Kesukaan Marah Rusli terhadap kesusastraan sudah
tumbuh sejak ia masih kecil. Ia sangat senang mendengarkan cerita-cerita
dari tukang kaba, tukang dongeng di Sumatera Barat yang berkeliling
kampung menjual ceritanya, dan membaca buku-buku sastra. Marah Rusli
meninggal pada tanggal 17 Januari 1968 di Bandung dan dimakamkan di
Bogor, Jawa Barat.
2. Kiprah
Dalam sejarah sastra
Indonesia, Marah Rusli tercatat sebagai pengarang roman yang pertama dan
diberi gelar oleh H.B. Jassin sebagai Bapak Roman Modern Indonesia.

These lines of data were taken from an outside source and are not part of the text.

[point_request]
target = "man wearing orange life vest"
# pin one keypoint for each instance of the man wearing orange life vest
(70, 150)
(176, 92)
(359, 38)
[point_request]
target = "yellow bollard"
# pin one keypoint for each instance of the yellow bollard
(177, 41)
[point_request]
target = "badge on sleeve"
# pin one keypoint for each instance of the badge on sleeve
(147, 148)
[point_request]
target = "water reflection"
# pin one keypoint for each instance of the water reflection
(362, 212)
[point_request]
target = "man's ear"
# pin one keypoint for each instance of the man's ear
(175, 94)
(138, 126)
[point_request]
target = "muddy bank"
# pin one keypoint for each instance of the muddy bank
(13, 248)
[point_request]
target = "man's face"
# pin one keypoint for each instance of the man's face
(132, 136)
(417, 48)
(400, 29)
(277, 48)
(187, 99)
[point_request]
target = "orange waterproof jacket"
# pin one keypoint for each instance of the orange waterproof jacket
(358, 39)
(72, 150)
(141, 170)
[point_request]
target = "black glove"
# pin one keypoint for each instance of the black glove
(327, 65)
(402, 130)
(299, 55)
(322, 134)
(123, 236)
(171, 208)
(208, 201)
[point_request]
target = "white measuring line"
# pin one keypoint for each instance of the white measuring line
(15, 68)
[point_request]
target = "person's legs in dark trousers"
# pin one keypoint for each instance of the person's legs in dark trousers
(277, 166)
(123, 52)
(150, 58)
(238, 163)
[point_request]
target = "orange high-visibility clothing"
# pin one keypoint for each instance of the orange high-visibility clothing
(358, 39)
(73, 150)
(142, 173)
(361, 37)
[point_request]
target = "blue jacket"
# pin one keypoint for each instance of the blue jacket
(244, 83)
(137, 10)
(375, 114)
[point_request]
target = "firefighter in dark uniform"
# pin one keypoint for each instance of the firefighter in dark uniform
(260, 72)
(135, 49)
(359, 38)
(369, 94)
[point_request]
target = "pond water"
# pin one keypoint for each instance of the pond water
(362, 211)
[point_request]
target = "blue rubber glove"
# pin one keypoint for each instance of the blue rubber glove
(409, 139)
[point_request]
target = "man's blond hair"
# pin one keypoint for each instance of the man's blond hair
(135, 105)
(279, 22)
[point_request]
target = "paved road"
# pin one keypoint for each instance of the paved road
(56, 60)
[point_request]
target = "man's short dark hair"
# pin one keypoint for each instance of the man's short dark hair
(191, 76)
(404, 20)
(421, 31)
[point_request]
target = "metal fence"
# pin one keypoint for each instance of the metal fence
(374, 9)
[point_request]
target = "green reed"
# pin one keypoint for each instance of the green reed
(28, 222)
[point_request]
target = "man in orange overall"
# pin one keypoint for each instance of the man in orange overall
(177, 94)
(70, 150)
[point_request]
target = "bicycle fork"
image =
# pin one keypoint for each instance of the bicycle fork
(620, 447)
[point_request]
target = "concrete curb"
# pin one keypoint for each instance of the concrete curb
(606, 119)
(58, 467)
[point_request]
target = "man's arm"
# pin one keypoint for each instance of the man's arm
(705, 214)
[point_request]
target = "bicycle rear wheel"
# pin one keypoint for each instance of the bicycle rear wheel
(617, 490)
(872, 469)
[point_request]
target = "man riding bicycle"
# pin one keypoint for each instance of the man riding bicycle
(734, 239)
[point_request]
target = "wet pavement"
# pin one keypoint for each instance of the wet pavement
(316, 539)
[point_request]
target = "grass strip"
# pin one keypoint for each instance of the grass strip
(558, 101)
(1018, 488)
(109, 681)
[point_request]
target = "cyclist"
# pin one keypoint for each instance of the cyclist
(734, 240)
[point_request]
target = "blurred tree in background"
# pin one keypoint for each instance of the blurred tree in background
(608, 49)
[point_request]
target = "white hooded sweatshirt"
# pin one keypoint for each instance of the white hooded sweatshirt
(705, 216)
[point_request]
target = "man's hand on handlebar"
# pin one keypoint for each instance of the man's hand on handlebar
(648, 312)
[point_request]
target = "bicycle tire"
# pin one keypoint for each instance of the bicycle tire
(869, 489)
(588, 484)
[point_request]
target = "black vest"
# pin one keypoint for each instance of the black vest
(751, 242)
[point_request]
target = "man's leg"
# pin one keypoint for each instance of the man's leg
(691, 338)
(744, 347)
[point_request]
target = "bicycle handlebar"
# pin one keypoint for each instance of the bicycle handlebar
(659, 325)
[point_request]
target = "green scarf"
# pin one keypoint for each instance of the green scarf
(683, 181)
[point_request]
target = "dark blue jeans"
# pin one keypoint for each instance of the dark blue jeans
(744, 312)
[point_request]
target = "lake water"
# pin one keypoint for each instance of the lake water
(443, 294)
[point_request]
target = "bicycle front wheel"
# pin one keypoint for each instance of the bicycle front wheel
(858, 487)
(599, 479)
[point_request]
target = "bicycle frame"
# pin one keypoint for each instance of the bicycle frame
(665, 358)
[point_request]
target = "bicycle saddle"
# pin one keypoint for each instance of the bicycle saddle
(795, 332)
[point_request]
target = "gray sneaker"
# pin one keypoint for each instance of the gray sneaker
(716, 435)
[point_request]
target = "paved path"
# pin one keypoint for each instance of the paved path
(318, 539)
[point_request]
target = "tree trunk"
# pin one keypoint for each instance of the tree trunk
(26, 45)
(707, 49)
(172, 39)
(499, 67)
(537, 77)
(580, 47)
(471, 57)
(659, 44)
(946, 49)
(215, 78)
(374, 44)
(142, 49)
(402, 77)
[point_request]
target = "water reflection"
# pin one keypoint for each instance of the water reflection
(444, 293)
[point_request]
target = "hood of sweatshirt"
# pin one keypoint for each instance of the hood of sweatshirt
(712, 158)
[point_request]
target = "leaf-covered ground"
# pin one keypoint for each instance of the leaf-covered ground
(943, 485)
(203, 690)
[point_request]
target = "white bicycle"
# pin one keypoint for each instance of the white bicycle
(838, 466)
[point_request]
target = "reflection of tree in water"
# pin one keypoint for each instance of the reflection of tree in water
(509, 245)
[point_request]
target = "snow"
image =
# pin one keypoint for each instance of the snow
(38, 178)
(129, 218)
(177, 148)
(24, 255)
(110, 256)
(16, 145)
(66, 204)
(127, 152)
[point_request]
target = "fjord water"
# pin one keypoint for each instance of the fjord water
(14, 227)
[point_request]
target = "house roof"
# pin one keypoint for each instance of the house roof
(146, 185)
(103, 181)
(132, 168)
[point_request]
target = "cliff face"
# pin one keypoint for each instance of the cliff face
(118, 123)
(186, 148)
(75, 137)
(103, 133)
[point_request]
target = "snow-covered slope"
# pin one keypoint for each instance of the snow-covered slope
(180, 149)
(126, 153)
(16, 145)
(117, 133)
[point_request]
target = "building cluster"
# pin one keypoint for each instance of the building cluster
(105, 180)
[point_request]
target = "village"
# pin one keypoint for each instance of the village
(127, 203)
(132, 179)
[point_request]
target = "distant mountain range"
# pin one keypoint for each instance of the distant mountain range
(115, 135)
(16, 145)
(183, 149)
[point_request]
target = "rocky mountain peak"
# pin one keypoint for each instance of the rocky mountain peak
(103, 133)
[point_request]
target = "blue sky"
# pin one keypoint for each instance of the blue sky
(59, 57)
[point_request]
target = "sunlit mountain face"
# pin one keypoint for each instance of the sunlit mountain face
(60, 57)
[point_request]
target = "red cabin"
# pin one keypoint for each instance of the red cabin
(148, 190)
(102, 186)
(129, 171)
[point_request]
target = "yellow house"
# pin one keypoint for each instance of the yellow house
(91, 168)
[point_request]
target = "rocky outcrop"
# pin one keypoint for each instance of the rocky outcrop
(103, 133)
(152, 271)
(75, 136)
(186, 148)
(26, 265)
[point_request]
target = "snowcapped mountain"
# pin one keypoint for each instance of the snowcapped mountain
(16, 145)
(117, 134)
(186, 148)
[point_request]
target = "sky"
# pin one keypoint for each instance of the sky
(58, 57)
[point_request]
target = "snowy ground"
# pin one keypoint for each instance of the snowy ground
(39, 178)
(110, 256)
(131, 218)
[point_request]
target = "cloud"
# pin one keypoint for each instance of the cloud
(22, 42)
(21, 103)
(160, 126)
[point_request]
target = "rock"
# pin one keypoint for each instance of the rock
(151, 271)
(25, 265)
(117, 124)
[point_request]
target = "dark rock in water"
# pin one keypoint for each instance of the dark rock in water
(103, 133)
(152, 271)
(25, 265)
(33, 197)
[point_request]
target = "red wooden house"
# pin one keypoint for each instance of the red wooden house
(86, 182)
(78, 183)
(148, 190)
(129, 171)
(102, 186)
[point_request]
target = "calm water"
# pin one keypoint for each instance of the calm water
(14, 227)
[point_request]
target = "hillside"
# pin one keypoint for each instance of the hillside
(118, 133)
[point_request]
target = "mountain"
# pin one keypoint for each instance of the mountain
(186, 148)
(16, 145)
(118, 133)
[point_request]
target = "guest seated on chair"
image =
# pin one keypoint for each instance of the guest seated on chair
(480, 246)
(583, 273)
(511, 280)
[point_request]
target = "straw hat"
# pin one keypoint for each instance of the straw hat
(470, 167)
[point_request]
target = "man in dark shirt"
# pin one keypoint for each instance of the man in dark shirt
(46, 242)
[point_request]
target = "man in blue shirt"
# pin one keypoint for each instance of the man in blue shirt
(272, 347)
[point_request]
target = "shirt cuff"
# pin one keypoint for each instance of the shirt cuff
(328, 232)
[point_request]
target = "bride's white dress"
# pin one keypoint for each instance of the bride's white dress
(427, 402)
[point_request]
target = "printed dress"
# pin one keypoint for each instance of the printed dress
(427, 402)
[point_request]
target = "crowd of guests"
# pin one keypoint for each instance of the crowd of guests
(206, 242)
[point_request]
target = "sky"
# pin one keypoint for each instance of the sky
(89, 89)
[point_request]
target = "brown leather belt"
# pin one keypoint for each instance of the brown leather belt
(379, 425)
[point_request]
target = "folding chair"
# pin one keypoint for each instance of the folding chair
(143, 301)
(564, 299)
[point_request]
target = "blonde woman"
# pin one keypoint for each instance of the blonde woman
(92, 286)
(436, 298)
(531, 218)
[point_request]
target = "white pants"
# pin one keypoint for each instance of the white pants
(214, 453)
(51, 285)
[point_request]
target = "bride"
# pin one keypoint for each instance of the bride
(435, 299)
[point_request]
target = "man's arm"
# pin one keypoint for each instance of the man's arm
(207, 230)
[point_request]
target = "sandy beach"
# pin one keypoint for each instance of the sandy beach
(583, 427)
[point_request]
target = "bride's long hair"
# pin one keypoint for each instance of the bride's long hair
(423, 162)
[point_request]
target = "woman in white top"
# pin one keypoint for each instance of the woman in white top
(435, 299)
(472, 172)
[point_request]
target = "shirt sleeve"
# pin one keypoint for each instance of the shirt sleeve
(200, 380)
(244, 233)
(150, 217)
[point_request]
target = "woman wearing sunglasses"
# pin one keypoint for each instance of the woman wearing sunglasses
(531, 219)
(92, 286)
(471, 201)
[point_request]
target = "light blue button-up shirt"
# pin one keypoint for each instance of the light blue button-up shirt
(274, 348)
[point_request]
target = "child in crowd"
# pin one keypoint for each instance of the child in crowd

Sebelum muncul bentuk roman di Indonesia, bentuk prosa yang biasanya
digunakan adalah hikayat.
Marah Rusli berpendidikan tinggi dan
buku-buku bacaannya banyak yang berasal dari Barat yang menggambarkan
kemajuan zaman. Ia kemudian melihat bahwa adat yang melingkupinya tidak
sesuai lagi dengan perkembangan zaman. Hal itu melahirkan pemberontakan
dalam hatinya yang dituangkannya ke dalam karyanya, Siti Nurbaya. Ia
ingin melepaskan masyarakatnya dari belenggu adat yang tidak memberi
kesempatan bagi yang muda untuk menyatakan pendapat atau keinginannya.
Dalam
Siti Nurbaya, telah diletakkan landasan pemikiran yang mengarah pada
emansipasi wanita. Cerita itu membuat wanita mulai memikirkan akan
hak-haknya, apakah ia hanya menyerah karena tuntutan adat (dan tekanan
orang tua) ataukah ia harus mempertahankan yang diinginkannya. Ceritanya
menggugah dan meninggalkan kesan yang mendalam kepada pembacanya. Kesan
itulah yang terus melekat hingga sampai kini. Setelah lebih delapan
puluh tahun novel itu dilahirkan, Siti Nurbaya tetap diingat dan
dibicarakan.
Selain Siti Nurbaya, Marah Rusli juga menulis
beberapa roman lainnya. Akan tetapi, Siti Nurbaya itulah yang terbaik.
Roman itu mendapat hadiah tahunan dalam bidang sastra dari Pemerintah
Republik Indonesia pada tahun 1969 dan diterjemahkan ke dalam bahasa
Rusia.
3. Bibliografi
• Siti Nurbaya. Jakarta : Balai Pustaka. 1920 mendapat hadiah dari Pemerintah RI tahun 1969.
• La Hami . Jakarta : Balai Pustaka 1924.
• Anak dan Kemenakan. Jakarta : Balai Pustaka. 1956
• Memang Jodoh (naskah roman dan otobiografis)
• Tesna Zahera (naskah roman).
• Terjemahannya: Gadis yang Malang (novel Charles Dickens, 1922).